Power tap: bond issuers should take the money and run
When Sinopec this week tapped three of the five tranches from its record breaking $5bn April issue, it joined a select group of savvy issuers who are reopening existing bonds to take more for less. Tighter spreads and abundant liquidity make for cheaper deals. Borrowers with further funding needs should consider a quick and easy return to the market.
Recent taps by Asian issuers have been met with rich demand. China Overseas Land and Investment (COLI) saw so much interest for its tap on June 5 that it added a new 20 year bond into the bargain.
COLI was following ICICI, which reopened its 4.8% 2019s on May 29 to great success, pricing inside its existing curve. According to bankers, this was the first time an Asian issuer had managed to price a tap inside the existing bond.

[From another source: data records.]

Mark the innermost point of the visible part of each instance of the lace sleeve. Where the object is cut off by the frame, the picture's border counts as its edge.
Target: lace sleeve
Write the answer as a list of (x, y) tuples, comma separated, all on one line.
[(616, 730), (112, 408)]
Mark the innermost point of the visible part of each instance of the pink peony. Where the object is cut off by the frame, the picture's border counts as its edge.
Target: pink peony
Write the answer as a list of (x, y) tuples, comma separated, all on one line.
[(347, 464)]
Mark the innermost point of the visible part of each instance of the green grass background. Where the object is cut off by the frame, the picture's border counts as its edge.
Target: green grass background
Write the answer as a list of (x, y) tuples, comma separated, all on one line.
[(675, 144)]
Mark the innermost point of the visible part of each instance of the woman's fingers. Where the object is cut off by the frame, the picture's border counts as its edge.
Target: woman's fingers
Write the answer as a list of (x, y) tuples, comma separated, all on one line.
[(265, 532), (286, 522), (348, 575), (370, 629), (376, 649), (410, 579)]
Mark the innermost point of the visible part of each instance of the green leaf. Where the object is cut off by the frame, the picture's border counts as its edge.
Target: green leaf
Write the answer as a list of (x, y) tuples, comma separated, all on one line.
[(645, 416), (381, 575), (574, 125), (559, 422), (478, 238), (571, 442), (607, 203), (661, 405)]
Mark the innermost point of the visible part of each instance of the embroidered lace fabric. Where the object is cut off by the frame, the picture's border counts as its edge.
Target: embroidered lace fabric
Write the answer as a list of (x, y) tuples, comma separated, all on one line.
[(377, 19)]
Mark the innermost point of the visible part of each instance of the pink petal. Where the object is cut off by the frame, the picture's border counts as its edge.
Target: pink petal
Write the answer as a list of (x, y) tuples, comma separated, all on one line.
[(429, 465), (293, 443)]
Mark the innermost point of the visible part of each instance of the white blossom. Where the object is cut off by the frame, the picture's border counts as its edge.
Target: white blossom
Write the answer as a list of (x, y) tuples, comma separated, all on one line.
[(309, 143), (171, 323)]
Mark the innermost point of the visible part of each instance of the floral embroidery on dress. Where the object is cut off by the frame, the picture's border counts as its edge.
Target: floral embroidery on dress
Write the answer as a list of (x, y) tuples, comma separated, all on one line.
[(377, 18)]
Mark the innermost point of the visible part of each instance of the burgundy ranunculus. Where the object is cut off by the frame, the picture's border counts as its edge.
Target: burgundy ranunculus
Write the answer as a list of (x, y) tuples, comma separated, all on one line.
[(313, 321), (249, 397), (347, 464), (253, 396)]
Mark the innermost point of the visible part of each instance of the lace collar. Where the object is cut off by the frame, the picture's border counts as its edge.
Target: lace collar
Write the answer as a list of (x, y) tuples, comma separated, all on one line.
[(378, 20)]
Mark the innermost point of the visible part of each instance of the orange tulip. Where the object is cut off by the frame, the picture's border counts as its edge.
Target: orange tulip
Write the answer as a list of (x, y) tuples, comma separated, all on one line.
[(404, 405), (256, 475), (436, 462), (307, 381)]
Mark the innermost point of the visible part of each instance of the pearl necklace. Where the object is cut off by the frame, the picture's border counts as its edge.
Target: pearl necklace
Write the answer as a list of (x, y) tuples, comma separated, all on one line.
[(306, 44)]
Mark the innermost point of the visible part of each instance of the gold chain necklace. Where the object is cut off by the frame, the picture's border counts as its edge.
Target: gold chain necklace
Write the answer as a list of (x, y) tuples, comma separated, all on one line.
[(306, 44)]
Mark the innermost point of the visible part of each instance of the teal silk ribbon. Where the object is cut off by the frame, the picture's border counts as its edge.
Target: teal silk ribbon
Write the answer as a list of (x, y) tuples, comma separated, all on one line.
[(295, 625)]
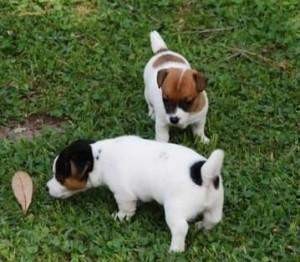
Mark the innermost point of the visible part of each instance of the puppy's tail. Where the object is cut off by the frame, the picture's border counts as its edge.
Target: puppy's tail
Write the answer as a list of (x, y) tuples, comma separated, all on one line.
[(157, 43), (212, 168)]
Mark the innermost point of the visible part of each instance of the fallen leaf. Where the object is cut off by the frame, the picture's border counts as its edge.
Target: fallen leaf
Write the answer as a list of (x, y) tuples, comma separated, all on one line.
[(22, 187)]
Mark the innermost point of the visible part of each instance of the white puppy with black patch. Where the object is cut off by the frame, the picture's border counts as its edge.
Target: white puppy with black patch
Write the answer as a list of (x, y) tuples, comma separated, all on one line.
[(174, 92), (184, 182)]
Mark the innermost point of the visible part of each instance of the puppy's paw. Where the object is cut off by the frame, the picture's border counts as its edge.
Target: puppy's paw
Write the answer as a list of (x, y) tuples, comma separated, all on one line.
[(203, 225), (176, 248), (121, 216), (204, 139)]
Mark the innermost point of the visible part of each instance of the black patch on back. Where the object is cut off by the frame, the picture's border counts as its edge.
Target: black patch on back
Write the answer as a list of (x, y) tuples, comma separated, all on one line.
[(195, 172), (80, 152), (216, 182)]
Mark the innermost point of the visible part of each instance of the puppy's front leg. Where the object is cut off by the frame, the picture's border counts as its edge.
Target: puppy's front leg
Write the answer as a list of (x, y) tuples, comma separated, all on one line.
[(198, 130), (178, 227), (161, 131), (210, 218), (126, 208)]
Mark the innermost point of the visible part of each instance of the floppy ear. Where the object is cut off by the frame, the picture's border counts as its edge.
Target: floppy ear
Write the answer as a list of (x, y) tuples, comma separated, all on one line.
[(80, 174), (161, 76), (200, 81)]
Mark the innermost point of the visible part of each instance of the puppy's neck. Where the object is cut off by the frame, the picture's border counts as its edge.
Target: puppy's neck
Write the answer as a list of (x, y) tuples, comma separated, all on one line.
[(96, 176)]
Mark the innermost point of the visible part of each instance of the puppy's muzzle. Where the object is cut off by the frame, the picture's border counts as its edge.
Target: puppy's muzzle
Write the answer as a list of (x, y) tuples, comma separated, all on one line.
[(174, 120)]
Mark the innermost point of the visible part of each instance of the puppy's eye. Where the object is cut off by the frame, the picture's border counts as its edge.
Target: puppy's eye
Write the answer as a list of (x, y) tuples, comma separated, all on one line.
[(185, 104)]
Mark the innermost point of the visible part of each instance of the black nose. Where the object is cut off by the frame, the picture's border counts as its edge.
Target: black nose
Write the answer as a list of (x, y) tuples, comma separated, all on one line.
[(174, 119)]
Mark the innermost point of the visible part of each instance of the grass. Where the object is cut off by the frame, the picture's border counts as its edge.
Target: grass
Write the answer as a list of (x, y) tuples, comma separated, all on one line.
[(82, 61)]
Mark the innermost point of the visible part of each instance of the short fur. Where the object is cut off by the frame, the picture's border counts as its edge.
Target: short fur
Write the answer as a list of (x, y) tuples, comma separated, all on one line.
[(169, 80), (138, 169)]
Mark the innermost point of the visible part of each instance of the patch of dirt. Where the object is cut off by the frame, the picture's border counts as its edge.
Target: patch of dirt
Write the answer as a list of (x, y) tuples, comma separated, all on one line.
[(30, 127)]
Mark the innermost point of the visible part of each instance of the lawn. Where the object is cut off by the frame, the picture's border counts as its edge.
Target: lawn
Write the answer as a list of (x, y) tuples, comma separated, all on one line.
[(73, 69)]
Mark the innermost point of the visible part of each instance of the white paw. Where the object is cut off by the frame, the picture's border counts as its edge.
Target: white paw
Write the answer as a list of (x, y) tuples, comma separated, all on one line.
[(162, 138), (121, 216), (202, 225), (204, 139), (176, 248)]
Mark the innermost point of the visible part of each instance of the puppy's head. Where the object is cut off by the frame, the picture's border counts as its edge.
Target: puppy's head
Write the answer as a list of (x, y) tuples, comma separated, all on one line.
[(181, 93), (71, 170)]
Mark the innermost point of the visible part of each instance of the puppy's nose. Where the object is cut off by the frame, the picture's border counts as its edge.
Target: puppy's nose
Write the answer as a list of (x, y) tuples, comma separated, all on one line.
[(174, 119)]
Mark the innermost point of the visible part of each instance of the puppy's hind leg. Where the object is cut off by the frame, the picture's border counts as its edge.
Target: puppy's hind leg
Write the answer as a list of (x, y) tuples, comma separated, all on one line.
[(127, 207), (151, 112)]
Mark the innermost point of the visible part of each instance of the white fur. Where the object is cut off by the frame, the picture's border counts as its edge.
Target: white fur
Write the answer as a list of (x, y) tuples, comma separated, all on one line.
[(138, 169), (153, 96)]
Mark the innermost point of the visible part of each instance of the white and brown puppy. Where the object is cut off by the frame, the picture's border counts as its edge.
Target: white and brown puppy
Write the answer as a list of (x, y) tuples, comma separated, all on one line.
[(181, 180), (175, 93)]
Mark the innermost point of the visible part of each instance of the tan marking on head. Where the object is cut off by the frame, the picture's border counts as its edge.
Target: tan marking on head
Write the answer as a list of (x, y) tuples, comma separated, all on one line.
[(73, 183), (168, 58), (198, 104), (76, 180), (182, 85)]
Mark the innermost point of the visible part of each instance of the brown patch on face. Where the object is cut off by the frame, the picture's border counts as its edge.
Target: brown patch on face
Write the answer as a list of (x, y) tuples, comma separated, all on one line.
[(72, 183), (76, 180), (183, 88), (167, 58)]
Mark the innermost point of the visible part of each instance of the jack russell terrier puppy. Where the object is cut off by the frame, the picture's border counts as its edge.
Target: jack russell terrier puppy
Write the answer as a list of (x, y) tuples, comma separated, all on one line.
[(181, 180), (174, 92)]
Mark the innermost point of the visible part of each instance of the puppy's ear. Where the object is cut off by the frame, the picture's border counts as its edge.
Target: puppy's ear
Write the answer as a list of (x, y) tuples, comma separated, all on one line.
[(161, 76), (79, 173), (200, 81)]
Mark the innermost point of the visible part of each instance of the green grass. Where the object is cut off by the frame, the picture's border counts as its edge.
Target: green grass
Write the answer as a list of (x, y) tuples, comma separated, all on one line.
[(82, 61)]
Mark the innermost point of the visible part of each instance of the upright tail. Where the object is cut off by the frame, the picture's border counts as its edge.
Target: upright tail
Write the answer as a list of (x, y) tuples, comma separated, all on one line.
[(157, 43), (211, 169)]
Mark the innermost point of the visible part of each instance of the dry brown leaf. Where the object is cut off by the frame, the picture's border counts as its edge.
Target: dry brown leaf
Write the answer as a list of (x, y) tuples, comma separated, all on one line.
[(22, 187)]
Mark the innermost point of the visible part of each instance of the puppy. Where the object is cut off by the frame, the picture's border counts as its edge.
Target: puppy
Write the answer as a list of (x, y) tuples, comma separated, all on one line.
[(174, 92), (181, 180)]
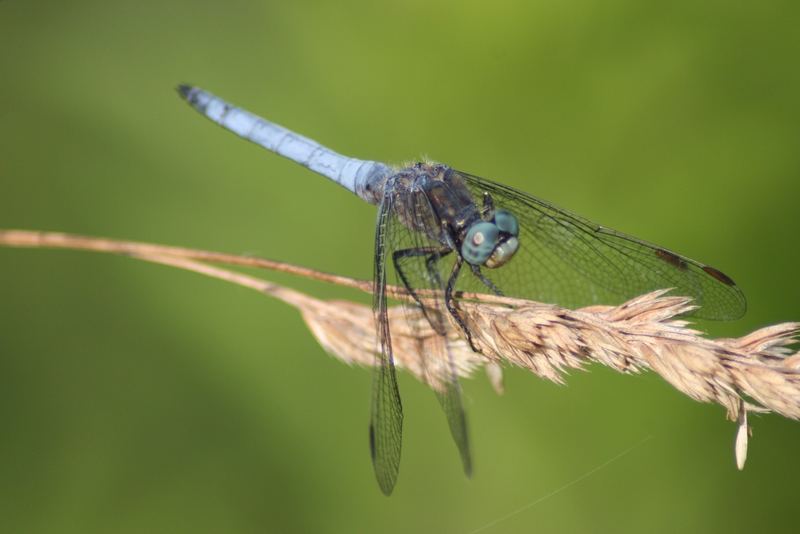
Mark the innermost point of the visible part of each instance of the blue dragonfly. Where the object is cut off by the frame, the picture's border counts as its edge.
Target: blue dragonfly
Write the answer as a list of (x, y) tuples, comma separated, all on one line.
[(444, 232)]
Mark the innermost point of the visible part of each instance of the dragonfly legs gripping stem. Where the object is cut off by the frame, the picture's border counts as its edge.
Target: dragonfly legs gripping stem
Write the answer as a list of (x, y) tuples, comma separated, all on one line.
[(432, 255)]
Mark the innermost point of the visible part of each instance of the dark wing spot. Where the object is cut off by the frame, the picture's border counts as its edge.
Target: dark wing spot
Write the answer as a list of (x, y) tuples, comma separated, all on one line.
[(672, 259), (719, 275)]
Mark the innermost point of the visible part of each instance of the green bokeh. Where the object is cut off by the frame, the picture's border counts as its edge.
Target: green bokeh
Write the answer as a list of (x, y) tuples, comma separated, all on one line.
[(135, 398)]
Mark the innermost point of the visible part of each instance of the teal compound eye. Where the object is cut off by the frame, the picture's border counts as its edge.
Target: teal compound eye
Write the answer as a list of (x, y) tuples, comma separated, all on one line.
[(506, 222), (480, 242)]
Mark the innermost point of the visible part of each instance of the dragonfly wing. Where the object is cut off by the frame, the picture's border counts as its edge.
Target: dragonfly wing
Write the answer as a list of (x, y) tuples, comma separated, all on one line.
[(386, 419), (566, 259), (423, 265)]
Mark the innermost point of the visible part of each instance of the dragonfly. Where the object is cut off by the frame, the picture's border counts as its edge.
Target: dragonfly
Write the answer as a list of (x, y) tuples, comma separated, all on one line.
[(445, 233)]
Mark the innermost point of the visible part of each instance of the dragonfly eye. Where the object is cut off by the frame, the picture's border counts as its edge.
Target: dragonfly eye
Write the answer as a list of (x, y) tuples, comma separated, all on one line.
[(502, 253), (481, 240), (506, 222)]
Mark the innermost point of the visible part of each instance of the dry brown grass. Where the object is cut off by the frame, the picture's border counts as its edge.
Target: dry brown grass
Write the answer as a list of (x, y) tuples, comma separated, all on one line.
[(755, 373)]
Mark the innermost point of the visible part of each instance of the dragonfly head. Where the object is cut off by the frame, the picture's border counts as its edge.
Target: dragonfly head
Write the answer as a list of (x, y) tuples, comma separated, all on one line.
[(491, 243)]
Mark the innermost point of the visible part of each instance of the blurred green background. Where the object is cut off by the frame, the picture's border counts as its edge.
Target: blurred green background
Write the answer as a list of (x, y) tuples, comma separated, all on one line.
[(136, 398)]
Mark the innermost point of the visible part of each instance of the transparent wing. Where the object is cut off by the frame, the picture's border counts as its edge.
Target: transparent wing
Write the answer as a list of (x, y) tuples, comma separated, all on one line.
[(423, 265), (386, 418), (566, 259)]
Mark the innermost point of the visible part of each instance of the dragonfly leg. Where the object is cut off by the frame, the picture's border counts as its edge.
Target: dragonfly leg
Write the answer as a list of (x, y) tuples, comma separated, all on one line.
[(476, 270), (432, 255), (450, 302)]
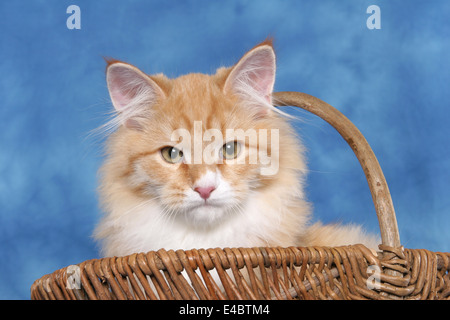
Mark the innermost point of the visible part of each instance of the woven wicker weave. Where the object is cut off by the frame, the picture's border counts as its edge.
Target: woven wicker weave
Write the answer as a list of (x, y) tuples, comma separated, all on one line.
[(350, 272)]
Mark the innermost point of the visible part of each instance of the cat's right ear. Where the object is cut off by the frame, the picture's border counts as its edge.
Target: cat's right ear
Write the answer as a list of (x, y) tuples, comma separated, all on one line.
[(132, 92)]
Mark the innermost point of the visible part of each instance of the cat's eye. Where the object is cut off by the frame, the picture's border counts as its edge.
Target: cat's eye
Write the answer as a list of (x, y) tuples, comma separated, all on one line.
[(230, 150), (171, 154)]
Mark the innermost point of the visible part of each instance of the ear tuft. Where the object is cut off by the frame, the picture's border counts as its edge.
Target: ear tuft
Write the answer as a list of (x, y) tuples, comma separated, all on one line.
[(253, 77), (132, 92)]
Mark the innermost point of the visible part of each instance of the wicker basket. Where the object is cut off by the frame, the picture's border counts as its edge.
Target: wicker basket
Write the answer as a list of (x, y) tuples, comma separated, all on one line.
[(350, 272)]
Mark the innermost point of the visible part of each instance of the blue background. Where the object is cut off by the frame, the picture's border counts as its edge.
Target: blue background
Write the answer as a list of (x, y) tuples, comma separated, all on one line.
[(393, 83)]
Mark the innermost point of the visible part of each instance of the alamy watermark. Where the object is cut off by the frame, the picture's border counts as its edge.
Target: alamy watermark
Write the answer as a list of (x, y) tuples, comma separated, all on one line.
[(374, 20), (257, 146), (74, 20)]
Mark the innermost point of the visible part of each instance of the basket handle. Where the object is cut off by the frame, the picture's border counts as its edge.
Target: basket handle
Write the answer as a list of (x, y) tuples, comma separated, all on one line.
[(374, 175)]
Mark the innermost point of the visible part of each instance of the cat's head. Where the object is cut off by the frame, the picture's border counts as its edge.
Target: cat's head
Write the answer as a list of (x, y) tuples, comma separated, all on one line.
[(201, 145)]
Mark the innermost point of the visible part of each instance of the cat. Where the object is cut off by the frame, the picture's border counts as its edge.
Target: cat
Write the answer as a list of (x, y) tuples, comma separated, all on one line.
[(155, 196)]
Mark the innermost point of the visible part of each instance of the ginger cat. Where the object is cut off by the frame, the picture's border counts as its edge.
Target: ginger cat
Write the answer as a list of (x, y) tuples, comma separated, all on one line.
[(224, 189)]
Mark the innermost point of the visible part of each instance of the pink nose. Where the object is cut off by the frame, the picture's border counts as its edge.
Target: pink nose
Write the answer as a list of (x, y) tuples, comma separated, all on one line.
[(205, 192)]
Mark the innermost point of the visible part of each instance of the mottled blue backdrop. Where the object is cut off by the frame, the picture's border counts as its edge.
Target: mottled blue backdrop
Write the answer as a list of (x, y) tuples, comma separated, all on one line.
[(393, 83)]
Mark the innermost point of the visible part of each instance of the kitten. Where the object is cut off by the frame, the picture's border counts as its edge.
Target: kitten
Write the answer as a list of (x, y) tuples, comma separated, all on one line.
[(158, 191)]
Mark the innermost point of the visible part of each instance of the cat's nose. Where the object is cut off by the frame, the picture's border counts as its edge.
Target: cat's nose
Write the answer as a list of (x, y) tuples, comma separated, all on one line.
[(205, 192)]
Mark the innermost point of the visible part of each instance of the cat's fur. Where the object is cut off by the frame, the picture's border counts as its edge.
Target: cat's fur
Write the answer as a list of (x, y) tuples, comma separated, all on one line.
[(151, 204)]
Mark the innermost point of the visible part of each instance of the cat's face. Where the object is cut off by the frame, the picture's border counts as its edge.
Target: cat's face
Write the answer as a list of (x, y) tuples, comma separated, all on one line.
[(199, 145)]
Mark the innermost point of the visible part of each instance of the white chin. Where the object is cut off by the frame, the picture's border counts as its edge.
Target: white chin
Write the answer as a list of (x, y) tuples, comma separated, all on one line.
[(205, 215)]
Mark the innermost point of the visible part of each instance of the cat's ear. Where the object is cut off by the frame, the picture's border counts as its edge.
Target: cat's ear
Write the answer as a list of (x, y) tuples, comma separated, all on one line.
[(132, 92), (254, 75)]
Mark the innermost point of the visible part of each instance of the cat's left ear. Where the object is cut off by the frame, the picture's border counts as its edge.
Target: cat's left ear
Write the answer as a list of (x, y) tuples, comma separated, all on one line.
[(254, 75)]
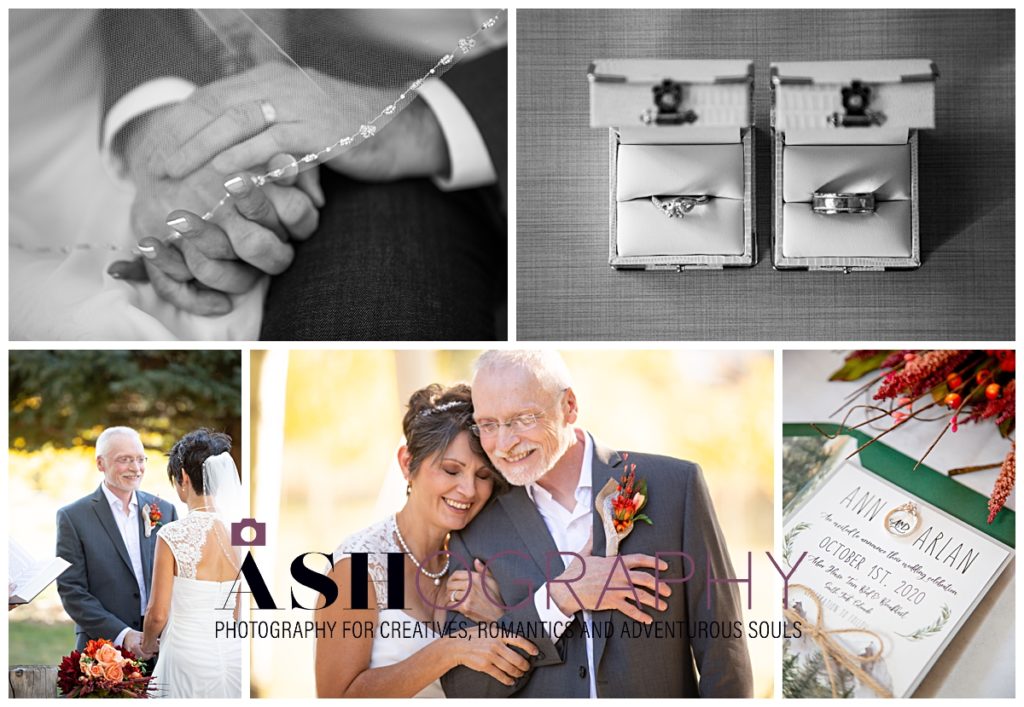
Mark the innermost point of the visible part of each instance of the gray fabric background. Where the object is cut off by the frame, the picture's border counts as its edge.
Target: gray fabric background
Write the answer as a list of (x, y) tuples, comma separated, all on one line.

And then came Sinopec. The oil giant made across the board savings of up to 45bp with its June 9 offering just two months after pricing its original bond. Demand for yield coupled with increased liquidity driven by redemptions and by bond fund inflows over the last couple of weeks meant that the borrower was opening its tap into receptive markets.
Sinopec was the ultimate opportunist. It had more to raise this year and with its own bonds trading well in secondary and investors looking to put their money to work, it made a quick return.
It’s not just the saving that makes doing a tap worthwhile. It’s also cutting out the usual grind and being able to go home early, safe in the knowledge that the bonds are safely ensconced with accounts that were clamouring for them. Unlike a new issue, extensive marketing is not required — people know the name, the bonds are already trading, price discovery is unnecessary and in cases like the dramatically oversubscribed Sinopec deal, demand is already there.
In addition, the issuer does not need to go through the whole regulatory process as the docs are already in order. Of course, not every borrower can issue a tap — it depends on what kind of set-up they have. A debutant may not find the same demand as a well-known and liquid SOE like Sinopec.
Another potential concern is that if an issuer is saving, investors are losing out — which raises the question of why they should buy a new issue when they can get a better price in the secondary market. Before ICICI, borrowers wanting to tap had to pay at least a 5bp concession.
But taking a hit on price to get a primary allocation is also in investors' interests too. Sinopec’s original deal had an order book of $17.25bn but only saw $5bn allocated. For the $12.25bn worth of orders who missed out the first time round, buying a large chunk in the secondary market would cause pricing to move so much that — in the words of one syndicate banker — you are going to get creamed. And with secondary market trading volumes falling in May from April, investors are obviously in a buy and hold mode.
Taps are by no means always a success. But with the market in risk-on mode, rates low and liquidity abundant, opportunistic issuers could do worse than lay down fat for the winter. Or to put it more bluntly, take the money and run while it’s cheap.